En el bochinche catalán, ambas partes (nacionalistas centrífugos y centrípetos) se acusan mutuamente de antidemocraticos. Y así, como ocurre con el «y tú más» cuando de corrupción se habla, unos y otros justifican sus miserias exhibiendo las miserias ajenas. Cargados de razón, por supuesto. Porque Rajoy y Sáenz de Santamaría dicen verdad al clamar contra los atropellos que los soberanistas vienen perpetrando en el Parlament: ignorando a la oposición (que recibió en las últimas elecciones más votos que los secesionistas), vulnerando el reglamento, acelerando los tiempos hasta límites inaceptables, desdeñando toda condición elemental para una consulta cuyos resultados podrían ser irreversibles... Pero entonces Puigdemont y su tropa recuerdan cómo se reformó la sacrosanta Constitución española (artículo 155), casi a traición.
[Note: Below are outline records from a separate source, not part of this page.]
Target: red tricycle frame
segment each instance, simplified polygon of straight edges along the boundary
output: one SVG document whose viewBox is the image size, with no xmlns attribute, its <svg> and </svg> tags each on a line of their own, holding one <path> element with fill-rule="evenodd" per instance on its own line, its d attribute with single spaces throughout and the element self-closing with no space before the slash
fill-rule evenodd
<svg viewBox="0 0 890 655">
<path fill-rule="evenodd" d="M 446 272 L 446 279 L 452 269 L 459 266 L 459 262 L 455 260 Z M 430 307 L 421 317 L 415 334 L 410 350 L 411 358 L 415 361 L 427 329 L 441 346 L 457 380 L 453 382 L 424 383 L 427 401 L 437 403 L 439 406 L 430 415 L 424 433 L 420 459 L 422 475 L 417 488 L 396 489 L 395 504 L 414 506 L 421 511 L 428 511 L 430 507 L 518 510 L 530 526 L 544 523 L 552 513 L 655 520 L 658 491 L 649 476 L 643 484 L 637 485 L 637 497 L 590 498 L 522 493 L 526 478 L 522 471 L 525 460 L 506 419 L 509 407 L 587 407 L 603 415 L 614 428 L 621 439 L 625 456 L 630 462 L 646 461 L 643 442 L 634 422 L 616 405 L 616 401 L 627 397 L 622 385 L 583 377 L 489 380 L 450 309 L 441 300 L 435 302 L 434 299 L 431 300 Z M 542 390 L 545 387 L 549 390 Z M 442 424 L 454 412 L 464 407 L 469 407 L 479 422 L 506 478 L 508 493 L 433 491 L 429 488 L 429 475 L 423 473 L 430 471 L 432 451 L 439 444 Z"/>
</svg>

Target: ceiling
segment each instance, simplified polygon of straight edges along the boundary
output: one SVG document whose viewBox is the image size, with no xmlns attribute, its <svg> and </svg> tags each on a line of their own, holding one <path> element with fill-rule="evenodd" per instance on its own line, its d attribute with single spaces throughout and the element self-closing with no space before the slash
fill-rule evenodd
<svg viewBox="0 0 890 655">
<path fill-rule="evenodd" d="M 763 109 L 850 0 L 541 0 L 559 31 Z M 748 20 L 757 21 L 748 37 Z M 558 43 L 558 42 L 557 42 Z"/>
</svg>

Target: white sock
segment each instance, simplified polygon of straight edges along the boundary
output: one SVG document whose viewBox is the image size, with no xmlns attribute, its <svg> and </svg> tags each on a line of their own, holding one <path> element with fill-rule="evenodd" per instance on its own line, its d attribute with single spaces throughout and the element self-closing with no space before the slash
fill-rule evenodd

O la ley Mordaza. O el sabotaje que sufrió la última reforma del Estatut. Estamos ante dos bandos políticos perfectamente deslegitimados, cuyo único asidero es la patria, el himno y la bandera de cada cual.
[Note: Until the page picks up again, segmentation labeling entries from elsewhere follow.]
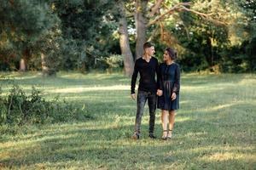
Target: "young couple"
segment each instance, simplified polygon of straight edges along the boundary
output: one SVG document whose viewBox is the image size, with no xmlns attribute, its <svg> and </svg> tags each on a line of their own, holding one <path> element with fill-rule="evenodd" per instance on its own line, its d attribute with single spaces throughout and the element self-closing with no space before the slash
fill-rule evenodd
<svg viewBox="0 0 256 170">
<path fill-rule="evenodd" d="M 143 44 L 143 56 L 136 60 L 131 77 L 131 95 L 135 99 L 136 81 L 137 74 L 140 74 L 135 132 L 131 138 L 138 139 L 140 137 L 142 116 L 148 100 L 150 116 L 149 138 L 156 139 L 154 135 L 154 128 L 157 105 L 161 110 L 163 128 L 161 139 L 170 139 L 173 129 L 175 110 L 179 108 L 180 68 L 174 62 L 177 53 L 172 48 L 167 48 L 164 54 L 164 63 L 159 65 L 157 59 L 153 57 L 155 52 L 154 45 L 147 42 Z"/>
</svg>

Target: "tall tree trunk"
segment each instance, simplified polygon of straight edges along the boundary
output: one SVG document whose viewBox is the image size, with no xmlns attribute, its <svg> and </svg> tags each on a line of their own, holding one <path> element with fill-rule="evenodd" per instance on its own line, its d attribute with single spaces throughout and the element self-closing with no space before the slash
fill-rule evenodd
<svg viewBox="0 0 256 170">
<path fill-rule="evenodd" d="M 30 51 L 28 48 L 26 48 L 23 53 L 22 53 L 22 57 L 20 60 L 20 71 L 26 71 L 26 70 L 28 69 L 28 65 L 26 65 L 27 64 L 27 61 L 29 60 L 30 59 Z"/>
<path fill-rule="evenodd" d="M 119 45 L 121 48 L 122 55 L 124 56 L 124 65 L 125 65 L 125 74 L 126 76 L 131 76 L 134 68 L 134 60 L 130 48 L 129 43 L 129 35 L 127 29 L 127 21 L 125 19 L 125 12 L 124 8 L 124 3 L 119 2 L 119 10 L 121 13 L 121 18 L 119 20 Z"/>
<path fill-rule="evenodd" d="M 45 54 L 41 53 L 42 73 L 44 76 L 49 76 L 49 67 L 46 65 Z"/>
<path fill-rule="evenodd" d="M 146 42 L 146 29 L 148 20 L 146 18 L 148 0 L 136 1 L 136 59 L 138 59 L 143 54 L 143 43 Z"/>
<path fill-rule="evenodd" d="M 20 71 L 26 71 L 26 61 L 25 59 L 21 58 L 20 60 Z"/>
</svg>

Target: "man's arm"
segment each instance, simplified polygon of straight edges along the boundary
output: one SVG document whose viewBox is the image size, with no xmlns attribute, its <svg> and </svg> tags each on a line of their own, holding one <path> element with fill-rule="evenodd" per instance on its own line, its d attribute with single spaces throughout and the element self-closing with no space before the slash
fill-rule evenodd
<svg viewBox="0 0 256 170">
<path fill-rule="evenodd" d="M 137 60 L 136 60 L 134 65 L 133 74 L 131 76 L 131 94 L 133 99 L 135 99 L 135 86 L 136 86 L 137 73 L 138 73 L 138 64 L 137 64 Z"/>
</svg>

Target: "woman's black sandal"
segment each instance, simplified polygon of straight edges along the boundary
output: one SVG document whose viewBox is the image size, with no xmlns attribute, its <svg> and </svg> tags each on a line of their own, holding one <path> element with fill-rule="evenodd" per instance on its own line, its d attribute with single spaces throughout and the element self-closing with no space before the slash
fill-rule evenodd
<svg viewBox="0 0 256 170">
<path fill-rule="evenodd" d="M 170 132 L 171 132 L 171 135 L 169 135 L 169 134 L 170 134 Z M 170 129 L 169 129 L 168 134 L 167 134 L 167 136 L 166 136 L 166 139 L 172 139 L 172 130 L 170 130 Z"/>
<path fill-rule="evenodd" d="M 167 130 L 163 130 L 163 132 L 167 132 Z M 161 139 L 163 139 L 163 140 L 167 139 L 167 134 L 166 134 L 166 136 L 162 136 Z"/>
</svg>

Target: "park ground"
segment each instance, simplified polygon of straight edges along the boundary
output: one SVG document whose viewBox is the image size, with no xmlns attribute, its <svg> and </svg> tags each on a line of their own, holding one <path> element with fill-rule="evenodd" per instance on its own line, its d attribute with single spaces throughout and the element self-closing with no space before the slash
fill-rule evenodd
<svg viewBox="0 0 256 170">
<path fill-rule="evenodd" d="M 132 140 L 136 101 L 122 74 L 2 73 L 47 99 L 83 107 L 85 121 L 26 125 L 0 136 L 0 169 L 256 169 L 256 75 L 183 74 L 173 139 L 163 141 L 160 113 L 148 137 Z M 3 94 L 9 88 L 0 81 Z"/>
</svg>

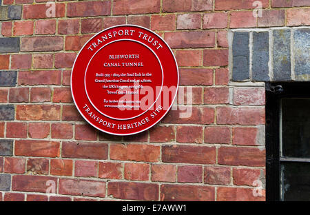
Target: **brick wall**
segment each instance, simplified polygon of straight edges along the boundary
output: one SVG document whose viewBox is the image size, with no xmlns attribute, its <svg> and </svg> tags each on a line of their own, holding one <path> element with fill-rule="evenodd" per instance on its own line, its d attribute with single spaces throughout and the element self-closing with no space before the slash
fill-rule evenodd
<svg viewBox="0 0 310 215">
<path fill-rule="evenodd" d="M 265 199 L 259 81 L 309 66 L 271 65 L 267 41 L 273 32 L 273 49 L 289 56 L 292 40 L 309 41 L 307 32 L 290 36 L 310 25 L 309 1 L 261 0 L 254 15 L 254 0 L 58 0 L 52 17 L 46 1 L 0 1 L 0 201 Z M 83 120 L 70 78 L 92 36 L 125 23 L 168 43 L 193 105 L 189 117 L 171 110 L 155 127 L 120 137 Z"/>
</svg>

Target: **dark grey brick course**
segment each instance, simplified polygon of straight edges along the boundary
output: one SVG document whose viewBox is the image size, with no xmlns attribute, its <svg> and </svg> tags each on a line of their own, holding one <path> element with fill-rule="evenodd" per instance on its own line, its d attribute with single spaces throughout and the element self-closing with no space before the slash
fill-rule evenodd
<svg viewBox="0 0 310 215">
<path fill-rule="evenodd" d="M 253 32 L 252 79 L 269 81 L 269 33 Z"/>
<path fill-rule="evenodd" d="M 13 155 L 13 141 L 0 139 L 0 156 Z"/>
<path fill-rule="evenodd" d="M 19 37 L 0 37 L 0 53 L 19 52 Z"/>
<path fill-rule="evenodd" d="M 15 86 L 17 78 L 17 71 L 0 71 L 0 87 Z"/>
<path fill-rule="evenodd" d="M 14 118 L 13 105 L 0 105 L 0 121 L 12 121 Z"/>
<path fill-rule="evenodd" d="M 0 174 L 0 190 L 9 191 L 11 188 L 11 175 Z"/>
<path fill-rule="evenodd" d="M 291 72 L 291 30 L 273 30 L 273 80 L 289 81 Z"/>
<path fill-rule="evenodd" d="M 249 79 L 249 32 L 235 32 L 233 41 L 234 81 Z"/>
</svg>

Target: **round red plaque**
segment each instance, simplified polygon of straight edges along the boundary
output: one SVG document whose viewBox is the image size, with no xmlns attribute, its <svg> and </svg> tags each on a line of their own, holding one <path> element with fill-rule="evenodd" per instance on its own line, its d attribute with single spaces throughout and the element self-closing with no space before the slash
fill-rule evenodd
<svg viewBox="0 0 310 215">
<path fill-rule="evenodd" d="M 73 100 L 101 131 L 130 135 L 156 124 L 178 86 L 172 51 L 158 34 L 132 25 L 107 28 L 90 39 L 75 59 Z"/>
</svg>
En esta jugada perversa, repleta de argumentarios negativos, Esquerra cuenta con convertirse (pase lo que pase) en la fuerza absolutamente hegemónica en Cataluña. El PP anticipa en paralelo las ventajas electorales que le reportará el tremendo follón, y Ciudadanos se relame. Por el contrario, las izquierdas, jugando en campo contrario, van a perder sí o sí. Tanto si se ponen de frente como si se ponen de perfil. El PSOE ha terminado alineándose con el Gobierno conservador. Podemos saldrá muy mal parado del envite, fracturado, descolocado y con su posición intermedia desbordada por la realidad impuesta. La CUP se desdibujará más temprano que tarde, con independencia o sin ella. IU apenas se deja ver. De pena.

De pena... para los españoles y catalanes de a pie. Adiós (tanto aquí como allá) a la división de poderes, al diálogo razonable, a la neutralidad de los medios informativos públicos (alucinante el respectivo papel de TVE y TV3), al juego limpio. Eso sí, a nadie le faltan razones.